Using the determined parameters,  determine the number of useful carriers  $N_{\rm use}'$  again.

$N_{\rm user}' \ = \ $


Solution

(1)  It holds that  $T_{\rm G}' = \tau_{\rm max} \hspace{0.15cm}\underline { = 25\ \rm µ s}$.

  • This establishes the lower limit of the inequality  $T_{\rm{G}}' \ll T \ll T_{{\rm{coh}}} - T_{\rm{G}}'$. 
  • However, the upper limit can now also be calculated since the coherence time  $T_{\rm coh} = 400\ \rm µ s$  is known.


(2)  The geometric mean is used to reasonably solve the inequality from  (1)

$$T_{{\rm{opt}}} = \sqrt {T_{\rm{G}} ' \cdot (T_{{\rm{coh}}} - T_{\rm{G}} ')} = \sqrt {{25\,\,{\rm µ s}} \cdot ({400\,\,{\rm µ s}} - {25\,\,{\rm µ s}})} \hspace{0.15cm}\underline { \approx {97\,\,{\rm µ s}}}.$$


(3)  The required number of useful carriers is given by the following equation:

$$N_{{\rm{user}}} = \left\lceil {\frac{{R_{{\rm{B}}} \cdot (T + T_{\rm{G}} ')}} {{{\rm{log}_2}(M)}}}\right\rceil = \left\lceil {\frac{10^6\,\,{\rm bit/s} \cdot ({97\,\,{\rm µ s}} + {25\,\,{\rm µ s}} )} {{{\rm{log}_2}(4)}}}\right\rceil\hspace{0.15cm}\underline {= 61}.$$


(4)  The number of interpolation points of the  $\rm FFT$  must always be a power of two.  It follows that:

$$ N_{{\rm{FFT}}} = 2^{\left\lceil {{\rm{log_2}} \hspace{0.05cm}(61 )} \right\rceil } = 2^6\hspace{0.15cm}\underline {= 64}.$$
  • Unused carriers can be used as guard bands at the edges of the spectrum.

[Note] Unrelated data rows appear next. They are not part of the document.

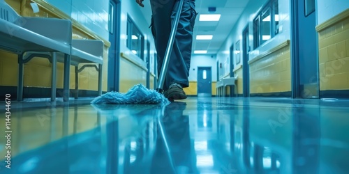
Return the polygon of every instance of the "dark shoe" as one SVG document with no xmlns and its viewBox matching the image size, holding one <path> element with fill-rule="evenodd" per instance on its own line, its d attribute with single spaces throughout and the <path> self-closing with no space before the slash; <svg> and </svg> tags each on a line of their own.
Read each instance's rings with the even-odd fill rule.
<svg viewBox="0 0 349 174">
<path fill-rule="evenodd" d="M 183 88 L 177 83 L 171 84 L 168 90 L 163 92 L 163 95 L 170 101 L 186 98 L 186 95 L 184 90 L 183 90 Z"/>
</svg>

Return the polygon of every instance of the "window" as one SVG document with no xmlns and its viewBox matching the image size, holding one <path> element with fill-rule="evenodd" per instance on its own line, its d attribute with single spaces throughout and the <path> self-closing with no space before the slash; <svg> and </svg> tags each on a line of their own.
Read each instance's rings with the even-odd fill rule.
<svg viewBox="0 0 349 174">
<path fill-rule="evenodd" d="M 114 33 L 114 6 L 111 3 L 109 3 L 108 30 L 111 34 Z"/>
<path fill-rule="evenodd" d="M 253 19 L 253 48 L 279 33 L 279 2 L 270 0 Z"/>
<path fill-rule="evenodd" d="M 130 17 L 127 19 L 126 45 L 133 54 L 144 60 L 144 37 Z"/>
</svg>

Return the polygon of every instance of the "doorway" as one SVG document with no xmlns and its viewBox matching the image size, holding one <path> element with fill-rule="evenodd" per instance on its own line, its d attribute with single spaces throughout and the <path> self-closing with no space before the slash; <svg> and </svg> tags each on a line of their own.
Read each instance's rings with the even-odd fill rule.
<svg viewBox="0 0 349 174">
<path fill-rule="evenodd" d="M 318 98 L 315 0 L 295 0 L 291 5 L 292 95 L 293 98 Z"/>
<path fill-rule="evenodd" d="M 145 56 L 147 63 L 147 88 L 150 89 L 150 42 L 147 40 L 147 55 Z"/>
<path fill-rule="evenodd" d="M 120 67 L 120 20 L 119 0 L 109 2 L 108 30 L 110 47 L 108 52 L 107 91 L 119 91 Z"/>
<path fill-rule="evenodd" d="M 198 97 L 212 96 L 211 67 L 198 68 Z"/>
<path fill-rule="evenodd" d="M 248 25 L 242 31 L 242 95 L 250 97 L 250 68 L 248 65 Z M 239 46 L 239 45 L 238 45 Z"/>
<path fill-rule="evenodd" d="M 229 74 L 230 74 L 230 77 L 234 77 L 234 44 L 230 46 L 230 48 L 229 49 Z M 217 69 L 218 70 L 218 69 Z M 231 97 L 232 95 L 234 95 L 234 93 L 235 91 L 235 86 L 230 86 L 230 93 L 229 93 L 229 97 Z"/>
</svg>

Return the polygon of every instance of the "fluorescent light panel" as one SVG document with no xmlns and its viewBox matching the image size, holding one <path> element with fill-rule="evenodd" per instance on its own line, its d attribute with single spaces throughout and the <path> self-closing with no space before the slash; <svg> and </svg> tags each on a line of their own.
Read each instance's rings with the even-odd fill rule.
<svg viewBox="0 0 349 174">
<path fill-rule="evenodd" d="M 199 15 L 199 21 L 219 21 L 219 19 L 221 19 L 220 14 Z"/>
<path fill-rule="evenodd" d="M 196 40 L 212 40 L 212 35 L 197 35 Z"/>
<path fill-rule="evenodd" d="M 194 54 L 207 54 L 207 50 L 195 50 Z"/>
</svg>

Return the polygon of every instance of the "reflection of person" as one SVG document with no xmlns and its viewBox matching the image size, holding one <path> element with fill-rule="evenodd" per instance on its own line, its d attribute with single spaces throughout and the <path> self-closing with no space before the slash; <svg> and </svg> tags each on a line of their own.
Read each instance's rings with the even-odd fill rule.
<svg viewBox="0 0 349 174">
<path fill-rule="evenodd" d="M 140 6 L 144 0 L 136 0 Z M 171 21 L 174 19 L 178 0 L 150 0 L 151 6 L 151 32 L 158 53 L 158 72 L 163 65 L 170 33 Z M 186 98 L 183 88 L 188 87 L 193 29 L 197 13 L 195 0 L 184 0 L 176 33 L 172 52 L 163 89 L 164 95 L 170 100 Z"/>
<path fill-rule="evenodd" d="M 165 107 L 161 121 L 163 129 L 160 129 L 160 125 L 157 127 L 158 139 L 151 173 L 198 173 L 195 155 L 191 145 L 189 118 L 183 115 L 186 104 L 174 102 Z"/>
</svg>

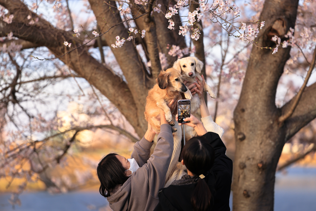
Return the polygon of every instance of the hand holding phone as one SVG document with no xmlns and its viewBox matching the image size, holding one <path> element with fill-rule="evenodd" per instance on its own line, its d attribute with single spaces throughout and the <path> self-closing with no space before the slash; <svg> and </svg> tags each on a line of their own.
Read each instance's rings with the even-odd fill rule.
<svg viewBox="0 0 316 211">
<path fill-rule="evenodd" d="M 191 101 L 190 100 L 179 100 L 178 102 L 178 122 L 179 123 L 190 122 L 183 120 L 190 117 Z"/>
</svg>

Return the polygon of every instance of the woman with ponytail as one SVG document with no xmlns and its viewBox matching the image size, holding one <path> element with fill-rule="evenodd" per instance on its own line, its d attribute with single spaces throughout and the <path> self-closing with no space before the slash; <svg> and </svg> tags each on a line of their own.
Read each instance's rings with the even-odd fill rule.
<svg viewBox="0 0 316 211">
<path fill-rule="evenodd" d="M 196 85 L 203 118 L 202 122 L 192 115 L 184 120 L 190 121 L 183 124 L 193 127 L 198 136 L 187 142 L 180 156 L 187 174 L 159 190 L 155 211 L 230 210 L 233 162 L 226 156 L 226 147 L 218 134 L 205 129 L 215 123 L 203 100 L 202 84 Z"/>
</svg>

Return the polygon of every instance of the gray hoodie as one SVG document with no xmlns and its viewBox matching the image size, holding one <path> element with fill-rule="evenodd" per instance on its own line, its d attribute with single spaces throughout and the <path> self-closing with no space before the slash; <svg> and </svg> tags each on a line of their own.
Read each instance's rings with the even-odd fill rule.
<svg viewBox="0 0 316 211">
<path fill-rule="evenodd" d="M 107 198 L 110 207 L 114 211 L 152 211 L 158 204 L 158 191 L 164 186 L 173 149 L 170 125 L 161 126 L 157 141 L 150 158 L 153 142 L 149 143 L 143 137 L 134 145 L 131 158 L 135 159 L 140 168 Z"/>
</svg>

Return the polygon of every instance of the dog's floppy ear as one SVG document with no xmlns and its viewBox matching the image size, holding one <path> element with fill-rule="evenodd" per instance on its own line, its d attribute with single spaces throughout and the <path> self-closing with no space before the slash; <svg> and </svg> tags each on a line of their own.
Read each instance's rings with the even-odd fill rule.
<svg viewBox="0 0 316 211">
<path fill-rule="evenodd" d="M 172 67 L 172 68 L 178 71 L 180 71 L 180 74 L 181 74 L 181 66 L 180 65 L 180 60 L 181 60 L 180 59 L 178 59 L 177 61 L 175 62 L 174 64 L 173 64 L 173 66 Z"/>
<path fill-rule="evenodd" d="M 156 82 L 158 84 L 159 88 L 164 90 L 168 86 L 168 80 L 169 78 L 169 73 L 164 70 L 160 71 L 158 78 L 156 79 Z"/>
<path fill-rule="evenodd" d="M 203 68 L 203 62 L 195 57 L 193 57 L 193 59 L 195 60 L 195 70 L 197 72 L 200 73 Z"/>
</svg>

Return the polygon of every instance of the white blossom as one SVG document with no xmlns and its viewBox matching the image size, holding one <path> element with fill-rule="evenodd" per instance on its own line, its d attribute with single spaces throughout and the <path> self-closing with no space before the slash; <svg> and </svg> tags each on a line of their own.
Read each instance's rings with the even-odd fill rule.
<svg viewBox="0 0 316 211">
<path fill-rule="evenodd" d="M 262 27 L 264 26 L 264 22 L 265 21 L 263 21 L 262 22 L 260 23 L 260 29 L 262 29 Z"/>
<path fill-rule="evenodd" d="M 240 27 L 240 29 L 241 29 L 243 31 L 246 31 L 246 24 L 245 23 L 243 23 L 241 22 L 241 23 L 242 24 L 242 26 Z"/>
<path fill-rule="evenodd" d="M 94 35 L 94 37 L 98 37 L 99 35 L 99 34 L 95 31 L 95 30 L 92 32 L 92 34 Z"/>
<path fill-rule="evenodd" d="M 274 53 L 275 53 L 276 52 L 277 52 L 277 50 L 278 50 L 277 47 L 278 47 L 277 46 L 275 48 L 274 48 L 274 49 L 273 50 L 273 52 L 272 52 L 272 54 L 273 54 Z"/>
</svg>

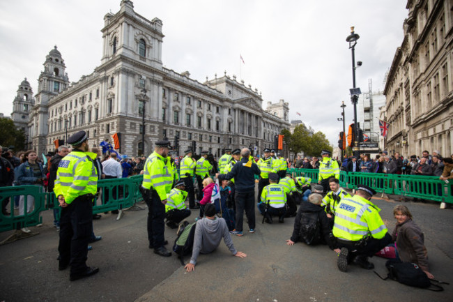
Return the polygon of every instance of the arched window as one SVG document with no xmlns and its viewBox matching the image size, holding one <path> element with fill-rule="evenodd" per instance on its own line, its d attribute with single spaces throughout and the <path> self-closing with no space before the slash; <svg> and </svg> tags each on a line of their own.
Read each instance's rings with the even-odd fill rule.
<svg viewBox="0 0 453 302">
<path fill-rule="evenodd" d="M 146 43 L 143 39 L 139 42 L 139 54 L 141 56 L 146 56 Z"/>
<path fill-rule="evenodd" d="M 116 37 L 114 38 L 113 51 L 114 54 L 116 52 Z"/>
</svg>

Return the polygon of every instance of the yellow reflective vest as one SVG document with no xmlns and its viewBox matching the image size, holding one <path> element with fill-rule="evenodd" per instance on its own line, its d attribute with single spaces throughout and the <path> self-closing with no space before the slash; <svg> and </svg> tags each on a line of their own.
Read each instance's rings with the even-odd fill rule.
<svg viewBox="0 0 453 302">
<path fill-rule="evenodd" d="M 187 192 L 177 188 L 172 189 L 167 195 L 167 204 L 165 204 L 165 212 L 176 209 L 183 210 L 185 209 L 185 198 L 187 197 Z"/>
<path fill-rule="evenodd" d="M 330 177 L 335 176 L 339 179 L 339 167 L 335 160 L 330 158 L 323 158 L 323 161 L 319 164 L 319 180 L 328 179 Z"/>
<path fill-rule="evenodd" d="M 222 155 L 222 157 L 219 159 L 219 171 L 223 171 L 225 166 L 228 165 L 231 158 L 232 156 L 229 154 L 225 153 Z"/>
<path fill-rule="evenodd" d="M 213 165 L 209 163 L 209 160 L 201 157 L 199 160 L 197 160 L 195 174 L 203 179 L 205 176 L 209 176 L 209 171 L 210 171 L 212 168 Z"/>
<path fill-rule="evenodd" d="M 268 179 L 269 173 L 275 173 L 277 172 L 275 169 L 275 161 L 271 157 L 269 157 L 268 158 L 261 158 L 259 160 L 258 160 L 257 165 L 258 167 L 261 171 L 261 174 L 259 174 L 259 176 L 262 179 Z"/>
<path fill-rule="evenodd" d="M 271 183 L 263 188 L 261 202 L 269 203 L 272 208 L 282 208 L 286 203 L 286 194 L 282 185 Z"/>
<path fill-rule="evenodd" d="M 367 235 L 381 239 L 387 232 L 379 216 L 381 209 L 358 195 L 342 198 L 335 208 L 333 235 L 340 239 L 358 241 Z"/>
<path fill-rule="evenodd" d="M 179 165 L 179 174 L 181 175 L 181 178 L 193 177 L 194 171 L 195 162 L 192 158 L 185 156 Z M 188 176 L 185 175 L 186 173 L 189 174 Z"/>
<path fill-rule="evenodd" d="M 338 194 L 334 191 L 330 191 L 324 196 L 321 204 L 321 206 L 325 206 L 324 211 L 329 214 L 335 215 L 335 208 L 342 198 L 351 198 L 352 196 L 347 192 L 343 188 L 339 189 Z"/>
<path fill-rule="evenodd" d="M 70 204 L 79 196 L 96 194 L 98 172 L 93 160 L 98 155 L 75 149 L 60 160 L 54 192 Z"/>
<path fill-rule="evenodd" d="M 154 151 L 146 158 L 141 186 L 146 189 L 155 190 L 160 200 L 167 199 L 173 186 L 174 175 L 167 165 L 167 158 Z"/>
<path fill-rule="evenodd" d="M 295 183 L 294 183 L 294 179 L 291 177 L 286 176 L 280 179 L 278 184 L 283 186 L 286 194 L 289 194 L 290 192 L 295 191 Z"/>
</svg>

(5)  We denote the rounded number of grid points of the guard interval by  $N_{\rm{G}}$.  Then holds:

$$N_{\rm{G}} = \left\lceil {\frac{{T_{\rm{G}} '}} {{T_{{\rm{opt}}} }} \cdot N_{{\rm{FFT}}} } \right\rceil = \left\lceil {\frac{25\,\,{\rm µ s}} {97\,\,{\rm µ s}} \cdot 64 } \right\rceil \hspace{0.15cm}\underline {= 17},$$
$$ T_{\rm{G}} = N_{\rm{G}} \cdot \frac{{T_{{\rm{opt}}} }} {{N_{{\rm{FFT}}} }}= 17 \cdot \frac{{97\,\,{\rm µ s}}} {64}\hspace{0.15cm}\underline { \approx {26\,\,{\rm µ s}}}.$$


(6)  The frame duration results to

$$T_{\rm{R}} = T + T_{\rm{G}} = {97\,\,{\rm µ s}} + {26\,\,{\rm µ s}}\hspace{0.15cm}\underline {= {123\,\,{\rm µ s}}}.$$


(7)  Using the results of subtasks  (4)  and  (5),  we obtain:

$$ N_{\rm{total}} = N_{\rm{FFT}} + N_{\rm{G}} = 64 + 17 \hspace{0.15cm}\underline {= 81}.$$


(8)  The recalculation is necessary because the duration of the guard interval may have changed. 

  • Compared to subtask (3),  the provisional length  $T_{\rm{G}} '$  is replaced by  $T_{\rm{G}} $  and a slightly different result is obtained:
$$N_{\rm user}' = \left\lceil {\frac{10^6\,\,{\rm bit/s} \cdot ({97\,\,{\rm µ s}} + {26\,\,{\rm µ s}} )} {{{\rm{log_2}}(4)}}}\right\rceil = \left\lceil 61.5\right\rceil\hspace{0.15cm}\underline {= 62}.$$
  • However,  this still gives  $N_{\rm FFT} = 64$.